What R1 distills are well suited for
Reasoning models earn their place in workflows where intermediate steps matter as much as the final answer. Several categories stand out:
Mathematics and formal logic. R1 distills perform measurably better than equivalently sized conventional models on competition-style maths problems and formal proofs. The chain-of-thought training allows the model to attempt algebraic manipulation step by step and to catch arithmetic errors before they propagate. If you work through problem sets or verify derivations or explore mathematical ideas, even the 7B distill often provides noticeably more reliable working than a same-sized dense model.
Step-by-step coding.When asked to implement a non-trivial algorithm or debug a subtle logic error, R1 distills tend to narrate their approach by identifying edge cases and considering data structures and checking assumptions before producing code. This makes the output easier to audit and the model's reasoning easier to redirect when it heads in the wrong direction. For general boilerplate or simple function generation, a conventional model from the best local AI models list may be faster and equally competent.
Analytical tasks with visible reasoning.For decisions or analyses where the quality of the reasoning process matters and not merely the conclusion, R1's externally visible thinking is useful in its own right. You can read the chain of thought and identify a faulty assumption and intervene with a correction before the model has committed to an answer.
The trade-off: tokens and speed
The cost of reasoning is token volume. A reasoning model generates substantially more tokens per response than a conventional model answering the same question, because the chain of thought itself consumes tokens before the final answer begins. On a given hardware setup this means longer wall-clock wait times. A response that would take a few seconds from a dense model may take considerably longer from R1, because the model is generating a paragraph or more of deliberation first.
This is not a deficiency. It is the mechanism by which the quality improvement is achieved. But it does mean that hardware capable of a comfortable speed on a conventional model may feel slow when running R1 distills on the same tasks. Understanding the relationship between hardware bandwidth and model size and output rate is essential before choosing a distill size. The tokens per second guide explains the underlying mechanics and provides the thresholds for interactive versus batch use. For R1 distills especially, where responses are longer, a higher token rate makes a meaningful difference to the practical experience.
Choosing between distill sizes
At the smaller end the 1.5B and 7B distills run on modest hardware and are reasonable for exploratory or educational use such as quick maths checks or learning how a reasoning trace looks or working through small coding exercises. The 14B distill represents a meaningful step up in reasoning depth and suits a wider range of problem types. The 32B distill approaches the quality ceiling reachable through distillation and is the preference among users with high-end consumer GPUs who prioritise reasoning accuracy over speed.

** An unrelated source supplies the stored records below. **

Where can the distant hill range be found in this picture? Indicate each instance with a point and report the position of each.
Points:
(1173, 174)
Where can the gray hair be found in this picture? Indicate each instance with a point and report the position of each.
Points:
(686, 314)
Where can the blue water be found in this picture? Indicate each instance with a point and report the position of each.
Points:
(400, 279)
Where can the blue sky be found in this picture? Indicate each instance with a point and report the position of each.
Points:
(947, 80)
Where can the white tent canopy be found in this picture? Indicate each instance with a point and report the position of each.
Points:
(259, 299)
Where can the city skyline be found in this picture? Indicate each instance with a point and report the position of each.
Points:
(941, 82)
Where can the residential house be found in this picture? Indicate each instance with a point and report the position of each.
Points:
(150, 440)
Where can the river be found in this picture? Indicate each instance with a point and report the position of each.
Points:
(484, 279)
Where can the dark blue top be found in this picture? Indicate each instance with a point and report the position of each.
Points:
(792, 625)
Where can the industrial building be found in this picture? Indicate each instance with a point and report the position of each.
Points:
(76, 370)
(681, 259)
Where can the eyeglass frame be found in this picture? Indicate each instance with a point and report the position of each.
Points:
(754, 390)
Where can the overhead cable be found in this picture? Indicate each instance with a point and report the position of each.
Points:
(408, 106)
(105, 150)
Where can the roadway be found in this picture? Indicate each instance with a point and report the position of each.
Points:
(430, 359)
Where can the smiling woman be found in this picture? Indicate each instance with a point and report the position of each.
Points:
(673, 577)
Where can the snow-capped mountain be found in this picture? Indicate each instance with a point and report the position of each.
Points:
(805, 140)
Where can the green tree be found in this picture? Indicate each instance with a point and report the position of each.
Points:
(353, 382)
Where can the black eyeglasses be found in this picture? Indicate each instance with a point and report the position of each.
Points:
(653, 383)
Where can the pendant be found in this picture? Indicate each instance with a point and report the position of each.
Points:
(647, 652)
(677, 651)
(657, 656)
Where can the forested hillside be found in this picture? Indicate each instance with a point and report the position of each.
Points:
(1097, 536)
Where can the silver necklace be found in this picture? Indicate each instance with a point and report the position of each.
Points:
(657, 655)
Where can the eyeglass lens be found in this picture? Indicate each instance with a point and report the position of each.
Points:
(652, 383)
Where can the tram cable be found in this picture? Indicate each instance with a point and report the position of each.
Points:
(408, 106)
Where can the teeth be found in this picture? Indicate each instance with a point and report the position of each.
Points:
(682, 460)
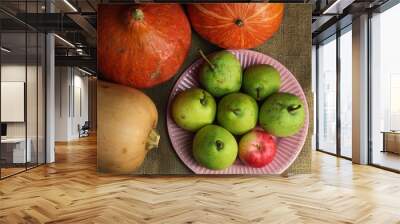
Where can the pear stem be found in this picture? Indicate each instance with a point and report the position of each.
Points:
(206, 59)
(258, 93)
(203, 99)
(152, 140)
(220, 145)
(293, 108)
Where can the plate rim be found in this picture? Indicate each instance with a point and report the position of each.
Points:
(199, 60)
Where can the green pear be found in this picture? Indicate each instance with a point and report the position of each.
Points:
(221, 73)
(193, 109)
(260, 81)
(237, 112)
(214, 147)
(282, 114)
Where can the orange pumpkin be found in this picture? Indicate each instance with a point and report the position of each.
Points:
(236, 25)
(141, 45)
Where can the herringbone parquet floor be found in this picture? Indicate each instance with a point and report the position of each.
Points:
(70, 191)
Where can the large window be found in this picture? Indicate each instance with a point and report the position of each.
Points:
(334, 109)
(346, 93)
(385, 89)
(326, 95)
(22, 101)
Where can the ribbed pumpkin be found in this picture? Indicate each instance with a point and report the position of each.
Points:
(141, 45)
(236, 25)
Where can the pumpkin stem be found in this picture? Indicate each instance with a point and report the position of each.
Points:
(239, 22)
(152, 140)
(137, 14)
(206, 59)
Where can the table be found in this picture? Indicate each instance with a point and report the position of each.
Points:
(18, 149)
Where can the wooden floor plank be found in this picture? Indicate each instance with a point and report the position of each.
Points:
(71, 191)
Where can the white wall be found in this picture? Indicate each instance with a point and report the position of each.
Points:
(33, 127)
(71, 102)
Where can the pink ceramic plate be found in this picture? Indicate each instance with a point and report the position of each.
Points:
(288, 148)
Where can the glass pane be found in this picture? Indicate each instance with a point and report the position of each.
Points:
(327, 96)
(346, 94)
(385, 114)
(31, 100)
(13, 90)
(41, 98)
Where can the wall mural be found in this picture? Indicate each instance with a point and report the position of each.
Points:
(204, 88)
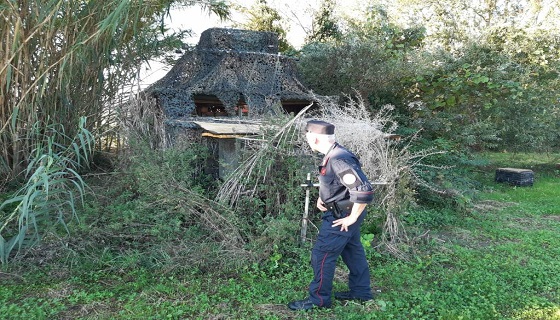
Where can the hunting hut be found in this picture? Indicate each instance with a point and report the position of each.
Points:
(219, 89)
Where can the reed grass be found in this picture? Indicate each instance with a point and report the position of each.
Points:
(63, 60)
(48, 197)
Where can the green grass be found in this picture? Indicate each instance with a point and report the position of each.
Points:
(498, 260)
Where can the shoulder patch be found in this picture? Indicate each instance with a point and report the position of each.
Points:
(349, 178)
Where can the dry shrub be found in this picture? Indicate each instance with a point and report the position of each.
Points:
(386, 159)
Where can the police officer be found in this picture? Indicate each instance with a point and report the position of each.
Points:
(344, 192)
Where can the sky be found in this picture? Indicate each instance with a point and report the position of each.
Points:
(298, 15)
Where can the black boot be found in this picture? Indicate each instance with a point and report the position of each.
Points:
(347, 295)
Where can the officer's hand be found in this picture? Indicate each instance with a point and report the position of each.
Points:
(321, 205)
(344, 223)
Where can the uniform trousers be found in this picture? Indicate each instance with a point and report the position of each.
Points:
(332, 243)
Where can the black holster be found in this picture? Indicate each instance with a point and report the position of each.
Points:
(340, 209)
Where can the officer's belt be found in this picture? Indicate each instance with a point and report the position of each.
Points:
(340, 206)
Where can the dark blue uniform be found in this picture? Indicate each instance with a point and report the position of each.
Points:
(341, 181)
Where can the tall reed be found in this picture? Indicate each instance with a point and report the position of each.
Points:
(47, 198)
(61, 60)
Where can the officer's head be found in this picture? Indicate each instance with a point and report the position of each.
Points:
(320, 135)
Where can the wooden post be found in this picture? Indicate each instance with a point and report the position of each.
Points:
(307, 185)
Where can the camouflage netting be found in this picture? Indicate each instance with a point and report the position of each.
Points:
(230, 64)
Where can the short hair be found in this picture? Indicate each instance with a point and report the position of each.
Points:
(320, 127)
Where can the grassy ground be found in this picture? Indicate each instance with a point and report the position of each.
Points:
(497, 260)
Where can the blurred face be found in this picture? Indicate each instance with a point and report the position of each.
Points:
(311, 140)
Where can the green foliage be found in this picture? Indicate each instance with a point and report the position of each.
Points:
(498, 260)
(262, 17)
(53, 183)
(325, 27)
(62, 60)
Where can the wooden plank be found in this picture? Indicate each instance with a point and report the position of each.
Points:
(229, 128)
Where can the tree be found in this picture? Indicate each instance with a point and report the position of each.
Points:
(325, 26)
(262, 17)
(61, 60)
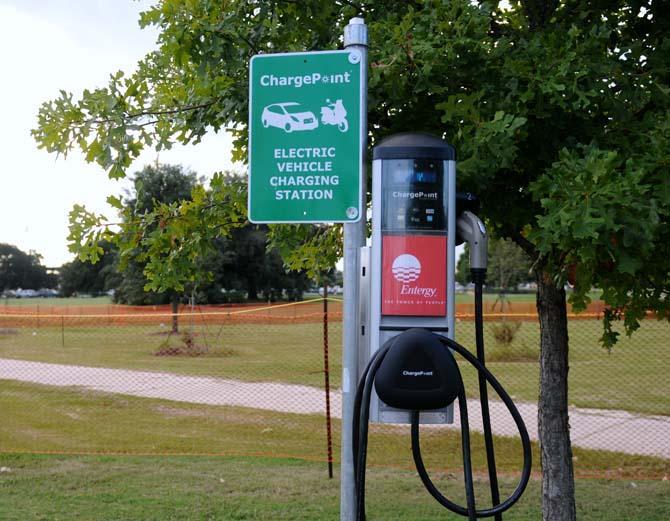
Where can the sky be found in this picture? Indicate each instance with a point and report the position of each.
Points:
(48, 45)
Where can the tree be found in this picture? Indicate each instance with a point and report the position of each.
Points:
(559, 111)
(22, 270)
(154, 185)
(86, 277)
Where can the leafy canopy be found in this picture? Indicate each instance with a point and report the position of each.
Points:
(559, 111)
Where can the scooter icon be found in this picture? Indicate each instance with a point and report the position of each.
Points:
(335, 114)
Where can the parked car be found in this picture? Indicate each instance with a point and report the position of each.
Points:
(26, 293)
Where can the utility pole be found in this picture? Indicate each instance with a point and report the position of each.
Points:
(355, 37)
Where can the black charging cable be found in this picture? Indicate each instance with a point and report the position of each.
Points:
(478, 277)
(360, 438)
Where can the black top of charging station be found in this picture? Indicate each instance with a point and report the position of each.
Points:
(414, 145)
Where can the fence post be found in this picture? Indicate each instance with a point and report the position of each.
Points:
(326, 375)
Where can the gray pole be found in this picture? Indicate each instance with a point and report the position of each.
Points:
(355, 37)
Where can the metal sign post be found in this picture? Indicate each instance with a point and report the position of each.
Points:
(308, 132)
(305, 112)
(355, 37)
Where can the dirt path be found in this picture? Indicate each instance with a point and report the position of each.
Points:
(590, 428)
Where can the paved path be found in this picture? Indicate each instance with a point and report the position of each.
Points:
(590, 428)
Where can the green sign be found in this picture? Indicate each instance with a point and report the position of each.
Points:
(305, 137)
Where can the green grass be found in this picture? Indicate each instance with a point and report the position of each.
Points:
(53, 488)
(46, 419)
(294, 353)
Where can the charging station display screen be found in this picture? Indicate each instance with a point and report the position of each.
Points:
(413, 195)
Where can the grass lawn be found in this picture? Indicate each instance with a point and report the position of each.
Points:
(47, 419)
(294, 353)
(224, 488)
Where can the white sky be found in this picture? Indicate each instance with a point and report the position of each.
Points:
(48, 45)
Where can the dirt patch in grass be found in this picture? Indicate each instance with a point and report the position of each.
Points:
(186, 345)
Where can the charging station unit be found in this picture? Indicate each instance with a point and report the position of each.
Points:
(408, 272)
(407, 311)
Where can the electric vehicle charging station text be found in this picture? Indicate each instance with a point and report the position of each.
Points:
(407, 308)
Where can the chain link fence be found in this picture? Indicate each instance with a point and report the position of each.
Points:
(253, 381)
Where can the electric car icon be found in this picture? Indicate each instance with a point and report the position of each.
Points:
(288, 116)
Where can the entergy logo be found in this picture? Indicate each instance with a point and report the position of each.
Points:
(406, 268)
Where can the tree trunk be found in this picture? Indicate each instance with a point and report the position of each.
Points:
(175, 313)
(558, 486)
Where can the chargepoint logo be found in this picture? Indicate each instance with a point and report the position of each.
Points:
(417, 373)
(406, 268)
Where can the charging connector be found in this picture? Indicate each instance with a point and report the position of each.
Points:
(471, 229)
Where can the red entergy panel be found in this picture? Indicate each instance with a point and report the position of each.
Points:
(414, 275)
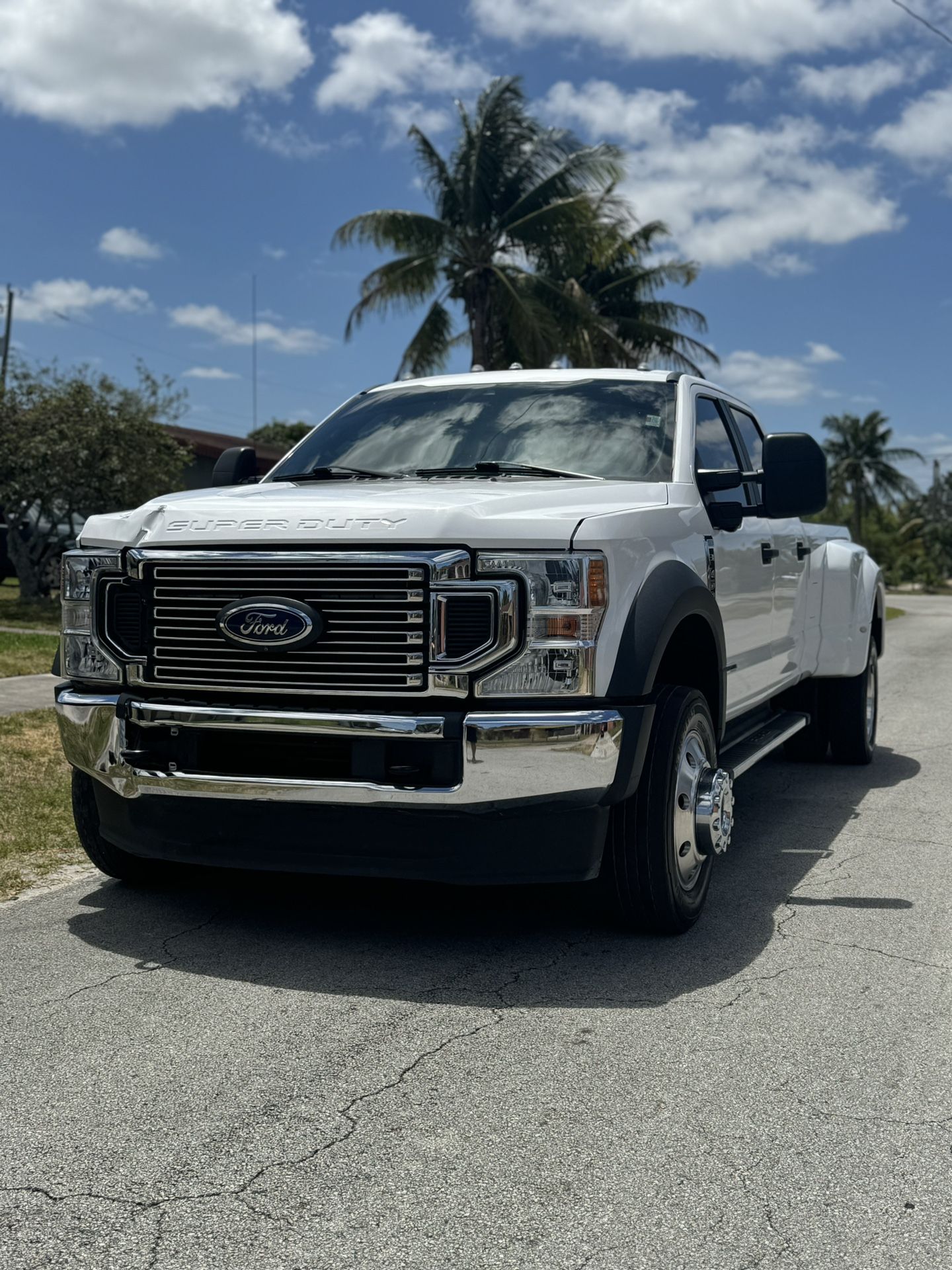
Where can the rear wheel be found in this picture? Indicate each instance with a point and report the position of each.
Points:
(855, 712)
(663, 839)
(110, 859)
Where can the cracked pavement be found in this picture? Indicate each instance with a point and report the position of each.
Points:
(291, 1075)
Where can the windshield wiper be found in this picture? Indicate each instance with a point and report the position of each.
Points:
(492, 468)
(335, 473)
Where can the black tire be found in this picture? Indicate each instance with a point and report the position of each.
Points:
(809, 745)
(107, 857)
(640, 868)
(855, 713)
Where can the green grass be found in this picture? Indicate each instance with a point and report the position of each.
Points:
(40, 614)
(26, 654)
(37, 835)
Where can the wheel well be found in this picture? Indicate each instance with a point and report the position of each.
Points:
(691, 661)
(879, 618)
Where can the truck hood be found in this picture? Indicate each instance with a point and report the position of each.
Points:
(496, 513)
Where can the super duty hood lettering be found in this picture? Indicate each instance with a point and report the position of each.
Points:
(216, 525)
(480, 513)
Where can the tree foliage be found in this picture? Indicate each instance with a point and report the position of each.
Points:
(73, 444)
(862, 465)
(280, 432)
(530, 239)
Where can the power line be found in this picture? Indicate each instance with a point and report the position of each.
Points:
(254, 351)
(918, 17)
(8, 333)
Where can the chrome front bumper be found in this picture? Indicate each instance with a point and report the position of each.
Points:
(571, 756)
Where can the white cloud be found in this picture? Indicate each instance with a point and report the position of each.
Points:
(73, 298)
(931, 444)
(772, 380)
(95, 64)
(736, 192)
(746, 92)
(603, 110)
(383, 55)
(208, 372)
(403, 114)
(126, 244)
(856, 84)
(229, 331)
(287, 140)
(756, 31)
(820, 353)
(783, 265)
(923, 132)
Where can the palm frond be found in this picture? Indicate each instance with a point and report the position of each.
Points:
(399, 230)
(399, 285)
(428, 351)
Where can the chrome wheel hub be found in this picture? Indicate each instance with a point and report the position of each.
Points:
(703, 810)
(715, 812)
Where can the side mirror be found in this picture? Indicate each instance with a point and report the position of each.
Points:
(237, 466)
(793, 476)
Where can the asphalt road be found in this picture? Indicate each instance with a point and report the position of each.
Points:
(331, 1075)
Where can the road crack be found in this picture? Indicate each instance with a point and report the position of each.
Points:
(141, 967)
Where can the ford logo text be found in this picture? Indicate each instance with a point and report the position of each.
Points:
(270, 622)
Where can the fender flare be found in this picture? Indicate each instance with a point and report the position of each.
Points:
(668, 595)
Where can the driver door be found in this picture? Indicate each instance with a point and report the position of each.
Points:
(743, 564)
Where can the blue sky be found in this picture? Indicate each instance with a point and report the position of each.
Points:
(155, 157)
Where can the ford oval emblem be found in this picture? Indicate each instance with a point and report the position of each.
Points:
(270, 622)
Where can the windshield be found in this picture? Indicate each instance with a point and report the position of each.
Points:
(617, 429)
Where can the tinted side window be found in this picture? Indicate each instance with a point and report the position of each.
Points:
(750, 433)
(714, 447)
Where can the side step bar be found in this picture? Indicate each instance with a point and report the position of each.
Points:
(742, 756)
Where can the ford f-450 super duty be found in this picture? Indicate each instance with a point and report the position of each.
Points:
(481, 628)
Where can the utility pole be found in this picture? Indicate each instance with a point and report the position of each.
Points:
(8, 332)
(254, 351)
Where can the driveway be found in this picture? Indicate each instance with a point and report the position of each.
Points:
(301, 1075)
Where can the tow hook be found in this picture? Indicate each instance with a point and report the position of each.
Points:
(714, 812)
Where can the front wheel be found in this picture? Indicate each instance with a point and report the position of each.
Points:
(663, 839)
(855, 713)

The 70B distill pushes into territory that requires either large-VRAM professional cards or partial offload to system memory with corresponding speed penalties.
The right choice is governed by the VRAM available and the task at hand. For most users considering R1 for local deployment, the 14B or 32B distill at a standard quantisation level represents the range where reasoning quality and hardware accessibility intersect most usefully. Entering a specific GPU into the calculator will confirm whether a chosen distill fits within VRAM and what token rate to expect, which makes it straightforward to select a model that suits both the hardware and the workflow.